December 23, 2011—An organization of over 800 non-profit and public hospitals that participate in the 340B program has written to drug manufacturer Sanofi-Aventis to express concern over the discontinuation of its institutional patient assistance program as well as the termination of its free drug program for the anti-coagulant Lovenox.
In the letter, Safety Net Hospitals for Pharmaceutical Access (SNHPA) argues that Sanofi’s decision could have a “devastating effect” on public and non-profit hospitals and their many patients who rely on the availability of the company’s medications for their survival. Without easy access to these many lifesaving drugs, some patients have found themselves with no other viable alternative, SNHPA said.
SNHPA’s letter to Sanofi comes on the heels of another sent out on Nov. 22 by the National Association of Free Clinics (NAFC), a group representing free and charitable health clinics across the country. In it, the organization asked that Sanofi consider reinstituting limited bulk replenishment of certain drugs, such as Lantus and Apidra, in addition to allowing for more time to transition patients to the traditional PAP which requires patients to complete forms individually. Sanofi responded to NAFC’s request in a Dec. 6 call with the organization by stating that at this point and time they had no plans to alter their current strategy.
As reported in a recent Monitor article on the drug company’s decision, hospitals and clinics are concerned that Sanofi’s move to discontinue institutional and traditional PAP coverage for drugs such as Lovenox will require them to shoulder the full cost in order to continue providing these medications to their patients. This major change for hospitals comes at a time when most have already finalized their budgets for the upcoming fiscal year.
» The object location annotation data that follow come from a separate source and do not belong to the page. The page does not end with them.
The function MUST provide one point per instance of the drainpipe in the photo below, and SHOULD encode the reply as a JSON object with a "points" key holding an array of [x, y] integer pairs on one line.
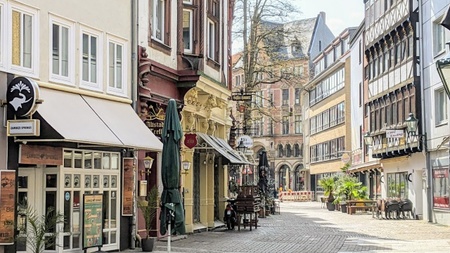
{"points": [[134, 104], [424, 125]]}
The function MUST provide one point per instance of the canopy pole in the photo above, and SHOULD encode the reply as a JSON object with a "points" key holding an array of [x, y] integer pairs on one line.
{"points": [[168, 239]]}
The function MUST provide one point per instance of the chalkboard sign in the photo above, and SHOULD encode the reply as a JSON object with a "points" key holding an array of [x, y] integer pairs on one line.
{"points": [[92, 220], [7, 206]]}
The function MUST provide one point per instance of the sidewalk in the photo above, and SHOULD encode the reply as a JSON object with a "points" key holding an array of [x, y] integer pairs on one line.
{"points": [[306, 227]]}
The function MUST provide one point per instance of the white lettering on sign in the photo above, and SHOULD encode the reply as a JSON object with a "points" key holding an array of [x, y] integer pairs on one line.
{"points": [[23, 127], [394, 133]]}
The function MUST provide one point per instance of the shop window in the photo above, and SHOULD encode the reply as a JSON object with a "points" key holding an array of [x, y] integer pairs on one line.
{"points": [[62, 54], [188, 30], [440, 187], [24, 54], [397, 185], [90, 59], [116, 66]]}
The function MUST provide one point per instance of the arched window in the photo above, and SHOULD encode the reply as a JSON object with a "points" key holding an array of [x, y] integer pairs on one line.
{"points": [[300, 178], [280, 150], [288, 150], [282, 177], [296, 150]]}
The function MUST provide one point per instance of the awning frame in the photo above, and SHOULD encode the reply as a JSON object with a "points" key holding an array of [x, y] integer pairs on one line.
{"points": [[222, 147]]}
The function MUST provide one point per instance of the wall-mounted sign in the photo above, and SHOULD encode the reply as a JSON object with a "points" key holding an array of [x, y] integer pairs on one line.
{"points": [[394, 133], [246, 140], [155, 117], [21, 96], [92, 220], [190, 140], [7, 206], [23, 127], [127, 186], [36, 154]]}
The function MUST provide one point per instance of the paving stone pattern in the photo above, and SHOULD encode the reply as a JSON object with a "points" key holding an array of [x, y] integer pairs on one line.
{"points": [[306, 227]]}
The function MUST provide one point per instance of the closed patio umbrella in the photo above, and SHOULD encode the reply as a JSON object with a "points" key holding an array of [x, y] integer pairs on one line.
{"points": [[171, 203], [263, 166]]}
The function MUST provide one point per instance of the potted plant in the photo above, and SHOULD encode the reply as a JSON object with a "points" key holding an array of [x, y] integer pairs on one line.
{"points": [[349, 188], [40, 230], [149, 206], [329, 185]]}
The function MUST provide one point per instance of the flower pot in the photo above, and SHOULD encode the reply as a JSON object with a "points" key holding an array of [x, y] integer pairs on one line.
{"points": [[148, 244]]}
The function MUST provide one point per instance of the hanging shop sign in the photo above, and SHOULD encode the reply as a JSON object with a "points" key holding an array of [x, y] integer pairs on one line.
{"points": [[127, 186], [23, 127], [22, 95], [246, 140], [394, 133], [92, 220], [190, 140], [37, 154], [155, 117], [241, 96], [7, 206]]}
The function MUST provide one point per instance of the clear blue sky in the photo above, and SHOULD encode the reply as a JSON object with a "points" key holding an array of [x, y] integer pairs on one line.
{"points": [[340, 13]]}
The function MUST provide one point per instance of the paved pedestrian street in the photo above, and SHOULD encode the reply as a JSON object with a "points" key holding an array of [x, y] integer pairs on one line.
{"points": [[306, 227]]}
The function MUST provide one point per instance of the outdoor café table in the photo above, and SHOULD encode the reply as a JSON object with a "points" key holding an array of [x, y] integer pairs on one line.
{"points": [[366, 204]]}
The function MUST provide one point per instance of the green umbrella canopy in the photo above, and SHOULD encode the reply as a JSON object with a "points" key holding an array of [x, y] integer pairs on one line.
{"points": [[170, 171]]}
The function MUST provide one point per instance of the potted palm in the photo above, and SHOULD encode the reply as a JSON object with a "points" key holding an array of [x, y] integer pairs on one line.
{"points": [[329, 185], [40, 231], [149, 206]]}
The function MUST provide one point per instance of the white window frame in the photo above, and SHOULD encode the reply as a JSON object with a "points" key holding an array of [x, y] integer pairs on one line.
{"points": [[191, 35], [438, 37], [155, 20], [33, 71], [2, 35], [440, 107], [211, 39], [98, 85], [70, 79], [114, 90]]}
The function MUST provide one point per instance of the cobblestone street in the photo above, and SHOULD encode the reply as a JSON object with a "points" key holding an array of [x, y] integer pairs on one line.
{"points": [[306, 227]]}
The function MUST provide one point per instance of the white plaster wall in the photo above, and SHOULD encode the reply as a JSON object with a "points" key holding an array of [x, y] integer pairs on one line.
{"points": [[356, 79], [108, 17], [416, 189]]}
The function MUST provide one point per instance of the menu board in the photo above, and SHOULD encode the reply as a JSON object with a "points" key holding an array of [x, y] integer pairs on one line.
{"points": [[7, 210], [93, 220], [128, 186]]}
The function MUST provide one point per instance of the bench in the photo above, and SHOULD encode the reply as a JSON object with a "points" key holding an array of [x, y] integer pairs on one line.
{"points": [[361, 205]]}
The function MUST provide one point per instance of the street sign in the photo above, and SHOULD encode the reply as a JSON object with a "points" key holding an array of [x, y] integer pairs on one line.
{"points": [[394, 133], [241, 96]]}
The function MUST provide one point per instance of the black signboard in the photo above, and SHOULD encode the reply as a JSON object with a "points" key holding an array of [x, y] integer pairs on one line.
{"points": [[21, 95]]}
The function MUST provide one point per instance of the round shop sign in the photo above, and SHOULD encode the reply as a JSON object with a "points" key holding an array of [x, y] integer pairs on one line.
{"points": [[345, 158], [246, 140], [21, 95]]}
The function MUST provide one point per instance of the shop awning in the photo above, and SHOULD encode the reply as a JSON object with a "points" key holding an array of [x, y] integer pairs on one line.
{"points": [[78, 118], [365, 166], [221, 146]]}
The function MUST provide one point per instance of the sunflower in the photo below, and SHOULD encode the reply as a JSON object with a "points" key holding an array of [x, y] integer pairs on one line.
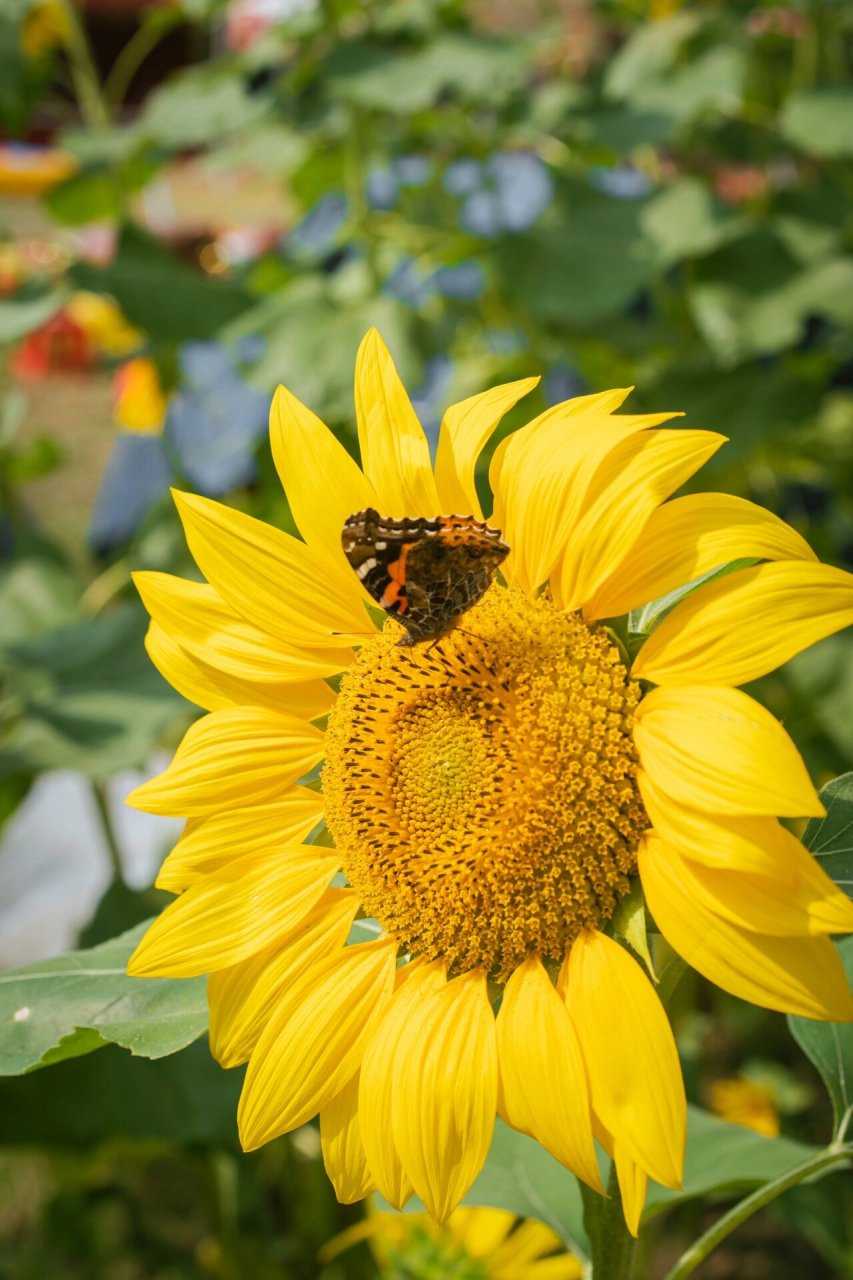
{"points": [[473, 1244], [487, 799]]}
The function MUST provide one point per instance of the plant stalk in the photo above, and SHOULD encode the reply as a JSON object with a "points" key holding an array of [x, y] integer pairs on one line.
{"points": [[725, 1225]]}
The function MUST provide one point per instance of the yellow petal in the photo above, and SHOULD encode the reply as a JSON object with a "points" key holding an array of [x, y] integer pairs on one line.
{"points": [[314, 1041], [233, 913], [446, 1092], [213, 690], [690, 536], [630, 483], [210, 842], [464, 432], [794, 976], [322, 481], [744, 844], [243, 996], [542, 1077], [633, 1185], [200, 621], [747, 624], [798, 903], [378, 1080], [342, 1147], [240, 755], [542, 476], [630, 1055], [395, 452], [274, 581], [721, 752]]}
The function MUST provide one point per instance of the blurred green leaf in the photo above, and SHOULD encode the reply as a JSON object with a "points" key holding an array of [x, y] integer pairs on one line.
{"points": [[159, 292], [520, 1176], [89, 698], [820, 120], [685, 220], [387, 80], [86, 197], [200, 105], [565, 269], [71, 1005], [311, 341], [185, 1098], [830, 839], [726, 1157], [18, 319], [830, 1045], [37, 593]]}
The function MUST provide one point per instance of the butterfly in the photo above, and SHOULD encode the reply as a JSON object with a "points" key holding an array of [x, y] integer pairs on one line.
{"points": [[425, 572]]}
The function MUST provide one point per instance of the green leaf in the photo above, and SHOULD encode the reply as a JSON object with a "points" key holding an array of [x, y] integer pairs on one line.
{"points": [[830, 839], [311, 341], [685, 220], [160, 293], [726, 1157], [830, 1045], [565, 269], [642, 622], [18, 319], [470, 67], [185, 1098], [73, 1004], [820, 122], [199, 106], [519, 1175], [87, 698]]}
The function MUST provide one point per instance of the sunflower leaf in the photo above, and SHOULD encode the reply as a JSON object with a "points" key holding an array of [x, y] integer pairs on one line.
{"points": [[74, 1004], [829, 1046], [830, 839]]}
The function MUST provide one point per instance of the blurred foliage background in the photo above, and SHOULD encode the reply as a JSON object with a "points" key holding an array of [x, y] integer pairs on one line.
{"points": [[201, 200]]}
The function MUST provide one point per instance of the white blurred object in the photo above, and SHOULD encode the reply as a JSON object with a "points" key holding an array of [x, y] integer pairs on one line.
{"points": [[246, 21], [54, 860]]}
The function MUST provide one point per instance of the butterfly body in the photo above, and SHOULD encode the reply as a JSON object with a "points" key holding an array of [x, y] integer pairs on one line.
{"points": [[424, 572]]}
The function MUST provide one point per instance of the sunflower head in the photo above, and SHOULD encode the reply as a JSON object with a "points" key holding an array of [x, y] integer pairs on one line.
{"points": [[402, 862]]}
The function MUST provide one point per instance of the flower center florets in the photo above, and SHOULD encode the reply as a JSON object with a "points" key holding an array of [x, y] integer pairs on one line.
{"points": [[482, 789]]}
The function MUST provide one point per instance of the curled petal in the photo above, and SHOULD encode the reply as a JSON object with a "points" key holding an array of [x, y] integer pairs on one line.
{"points": [[543, 1087], [720, 750], [313, 1045], [233, 913], [794, 976], [685, 539], [395, 452], [446, 1092], [719, 635], [342, 1148], [630, 1055]]}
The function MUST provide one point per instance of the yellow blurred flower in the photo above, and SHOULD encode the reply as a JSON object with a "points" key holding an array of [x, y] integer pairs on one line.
{"points": [[45, 26], [746, 1102], [505, 1246], [491, 792], [138, 402], [103, 323], [27, 170]]}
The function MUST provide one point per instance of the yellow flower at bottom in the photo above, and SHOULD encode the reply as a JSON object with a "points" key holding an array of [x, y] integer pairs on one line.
{"points": [[492, 792], [474, 1244]]}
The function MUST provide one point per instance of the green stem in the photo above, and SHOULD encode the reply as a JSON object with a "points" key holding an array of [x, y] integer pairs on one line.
{"points": [[141, 44], [611, 1246], [357, 197], [99, 791], [87, 85], [724, 1226]]}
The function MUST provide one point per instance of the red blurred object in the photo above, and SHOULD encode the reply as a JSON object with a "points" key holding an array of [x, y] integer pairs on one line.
{"points": [[58, 346]]}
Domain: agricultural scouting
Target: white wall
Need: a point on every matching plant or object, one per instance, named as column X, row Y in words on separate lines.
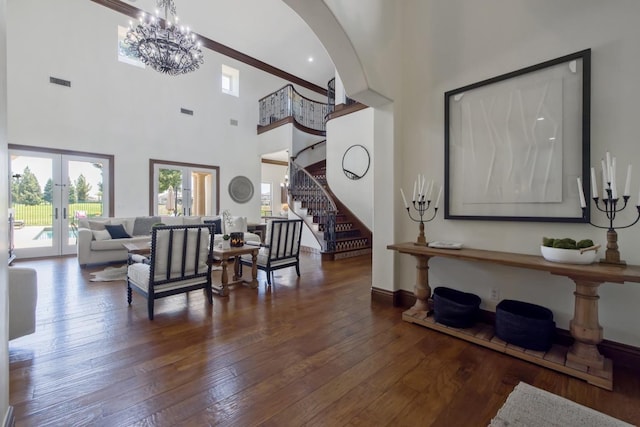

As a result, many health facilities could now potentially face, as in the words of some pharmacy managers, budgetary shortfalls of $100,000 or more, forcing them to have to juggle the adoption of clinically acceptable alternatives while still maintaining the highest quality patient care.
Sanofi has pointed out that their products that have no generic versions “are still covered under the (traditional) PAP, which continues and covers more than 30 medicines.” Moreover, Lovenox, the most high profile drug affected by the program discontinuation, is currently available at a 340B price, but according to one outpatient pharmacy manager at a large metropolitan health system, “doesn’t have much competition in the market so it’s pretty expensive even at that price.”
Sanofi’s decision to also do away entirely with its institutional patient assistance program (IPAP) has raised additional concerns throughout the health care community. According to SNHPA, ‘termination of the institutional program will also create a significant increase in demand for the individual program, which hospitals are not equipped to meet.” Some pharmacy managers are worried that Sanofi’s timetable for its changes won’t leave them with enough time to complete the paperwork necessary to transfer patients to the traditional PAP. In addition, SNHPA argues that the individual model is less efficient than the institutional model, forcing patients to overcome multiple bureaucratic hurdles before they can receive their medication.
In its letter, SHNPA stated that it was willing to work with Sanofi to develop a viable solution for both its members and the drug manufacturer.